What is the protocol for eating (or not eating) soy during pregnancy? Am I dosing the seahorse (our affectionate nickname for the growing fetal form) with estrogenic compounds and screwing with the development of this little thing’s reproductive system? Its reproductive behavior? All the other developing systems that are primed and ready to respond to an estrogenic signal?
First, to Google where this gem rose to the top:
Ugh, really? If you didn’t click on the link, don’t bother. The post is USELESS. The papers they cite are OLD and have NOTHING to do with eating soy during pregnancy. Just scary points from studies dosing up babies with soy formula. And, no, I didn’t even bother clicking through the “For a thorough discussion of the dangers of soy products…” link.
Ok, onto the scientific literature.
I searched quite a bit and wasn’t completely satisfied with what I found.
In one paper by Yu et al. published in Behavioural Pharmocology in 2010, the researchers found a masculinizing effect on female behavior for those females exposed to phytoestrogens in utero.
Another paper from 2002 by Klein et al. in Molecular Medicine showed increased spleen and thymus weight for male rat pups born from mothers fed super high concentrations of phytoestrogens. They also found lower testosterone in the male pups even if their mother rats were fed low doses.

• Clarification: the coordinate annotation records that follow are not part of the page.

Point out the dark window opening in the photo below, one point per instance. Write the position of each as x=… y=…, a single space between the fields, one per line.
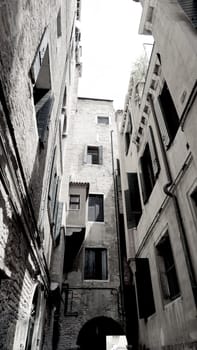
x=103 y=120
x=127 y=142
x=147 y=176
x=95 y=208
x=169 y=112
x=95 y=264
x=134 y=210
x=144 y=288
x=74 y=202
x=93 y=155
x=167 y=269
x=130 y=123
x=42 y=94
x=190 y=9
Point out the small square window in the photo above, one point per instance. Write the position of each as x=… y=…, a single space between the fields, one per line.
x=93 y=155
x=74 y=203
x=103 y=120
x=95 y=208
x=95 y=264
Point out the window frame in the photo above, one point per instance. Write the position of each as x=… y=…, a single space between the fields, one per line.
x=166 y=112
x=102 y=271
x=75 y=202
x=98 y=195
x=164 y=271
x=88 y=155
x=104 y=117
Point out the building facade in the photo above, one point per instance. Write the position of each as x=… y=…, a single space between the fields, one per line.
x=91 y=306
x=39 y=68
x=158 y=170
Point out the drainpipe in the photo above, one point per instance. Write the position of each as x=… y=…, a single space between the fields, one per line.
x=174 y=198
x=121 y=270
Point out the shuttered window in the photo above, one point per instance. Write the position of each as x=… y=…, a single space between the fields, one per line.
x=103 y=120
x=149 y=166
x=167 y=116
x=93 y=155
x=53 y=194
x=43 y=112
x=190 y=9
x=167 y=269
x=145 y=297
x=147 y=174
x=42 y=93
x=132 y=201
x=127 y=142
x=95 y=208
x=153 y=153
x=74 y=202
x=95 y=264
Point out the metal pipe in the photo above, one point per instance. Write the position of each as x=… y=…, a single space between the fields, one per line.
x=121 y=271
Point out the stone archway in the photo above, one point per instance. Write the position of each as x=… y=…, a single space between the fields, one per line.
x=93 y=334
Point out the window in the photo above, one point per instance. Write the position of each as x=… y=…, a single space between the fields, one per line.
x=53 y=194
x=144 y=288
x=95 y=264
x=93 y=155
x=167 y=270
x=128 y=132
x=103 y=120
x=59 y=26
x=127 y=142
x=74 y=203
x=167 y=116
x=132 y=201
x=150 y=167
x=42 y=94
x=95 y=208
x=190 y=9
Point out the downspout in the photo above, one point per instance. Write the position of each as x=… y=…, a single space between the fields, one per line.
x=121 y=270
x=168 y=192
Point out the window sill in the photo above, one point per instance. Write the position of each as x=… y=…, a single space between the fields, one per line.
x=169 y=302
x=74 y=209
x=96 y=281
x=96 y=222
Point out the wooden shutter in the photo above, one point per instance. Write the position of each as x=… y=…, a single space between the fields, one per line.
x=162 y=124
x=142 y=181
x=146 y=303
x=43 y=109
x=100 y=154
x=85 y=154
x=130 y=217
x=104 y=263
x=35 y=68
x=136 y=209
x=58 y=220
x=190 y=9
x=153 y=153
x=52 y=185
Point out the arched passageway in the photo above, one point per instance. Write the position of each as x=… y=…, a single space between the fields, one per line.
x=93 y=334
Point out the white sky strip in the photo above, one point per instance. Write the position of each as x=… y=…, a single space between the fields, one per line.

But, wait, these are rats. Rats fed chow laced with the compounds being studied. They have no other choice than to eat this every day. What about humans? On a normal human diet? Even I don’t eat tofu every day!
I found the most promising data set in a 2012 paper by Jarrell and colleagues published in Obstetrics and Gynecology International. The researchers were mainly interested in the overall presence of phytoestrogenic compounds that could reach baby from mama. They measured phytoestrogen content in the amniotic fluid during pregnancy and in umbilical cord blood and mother’s plasma at birth.

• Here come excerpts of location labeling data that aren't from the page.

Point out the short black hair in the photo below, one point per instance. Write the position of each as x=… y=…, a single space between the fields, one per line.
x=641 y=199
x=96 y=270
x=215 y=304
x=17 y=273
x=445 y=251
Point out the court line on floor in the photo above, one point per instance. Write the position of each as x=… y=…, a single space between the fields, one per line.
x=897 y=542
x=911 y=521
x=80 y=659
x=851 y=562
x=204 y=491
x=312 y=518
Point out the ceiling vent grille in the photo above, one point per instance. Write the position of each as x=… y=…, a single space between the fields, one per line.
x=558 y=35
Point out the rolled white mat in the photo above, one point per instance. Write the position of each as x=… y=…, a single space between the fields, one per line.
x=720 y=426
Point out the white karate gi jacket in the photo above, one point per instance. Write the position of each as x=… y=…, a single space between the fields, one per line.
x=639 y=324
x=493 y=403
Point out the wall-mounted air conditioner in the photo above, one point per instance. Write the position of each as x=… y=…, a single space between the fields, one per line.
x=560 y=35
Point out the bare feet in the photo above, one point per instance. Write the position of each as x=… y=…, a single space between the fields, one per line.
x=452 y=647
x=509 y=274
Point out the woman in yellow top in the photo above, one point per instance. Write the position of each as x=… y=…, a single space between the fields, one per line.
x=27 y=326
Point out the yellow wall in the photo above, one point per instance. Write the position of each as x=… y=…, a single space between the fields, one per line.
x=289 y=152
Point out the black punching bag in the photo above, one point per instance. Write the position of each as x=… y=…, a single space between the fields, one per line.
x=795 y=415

Phytoestrogens were detectable in the cord blood but at concentrations 3x lower than levels in the mom’s plasma.
But this measurement includes all women measured, whether or not they were active soy-eaters.
For those mamas who disclosed their soy intake, only those eating soy on a daily basis showed any difference in the amniotic fluid as compared to the pregnant ladies who claimed to never eat soy (no comparison shown for cord blood). Even those mamas who ate soy on a weekly basis showed absolutely no difference from the I-never-eat-soy group. A 24 hour clearance? A limited ability of the phytoestrogens to build up in the amniotic fluid with reduced intake? For future research to determine….
Also important to note, ALL the pregnant women, even those in the I-never-eat-soy group, had measurable amounts of phytoestrogens in the amniotic fluid. The cord blood data suggests the same since it is impossible to tease out who is who from the data provided.
So, even if you don’t enjoy a good tofu pup every now and again, you are probably still getting some soy sneaking into your diet.
Interestingly, those mamas carrying female nuggets had higher phytoestrogen content in the amniotic fluid than those carrying male nuggets. How that one works out physiologically is still a mystery.
My take home from this – Unless you manage to eat that tofu just at the precise moment when an estrogenic spike would screw up a key estrogen dependent fetal programming step, you are probably in the clear.
On the positive side of soy consumption – A 1998 paper from Fritz et al. in Carcinogenesis found that rat mothers chowing on a “physiological dose” of a phytoestrogenic compound actually conferred benefits to their daughters. Female rat pups dosed in the womb had reduced susceptibility to developing cancer in their mammary tissue. In humans this could translate to decreased risk of breast cancer!
Advice to myself – I will keep eating tofu… in moderation.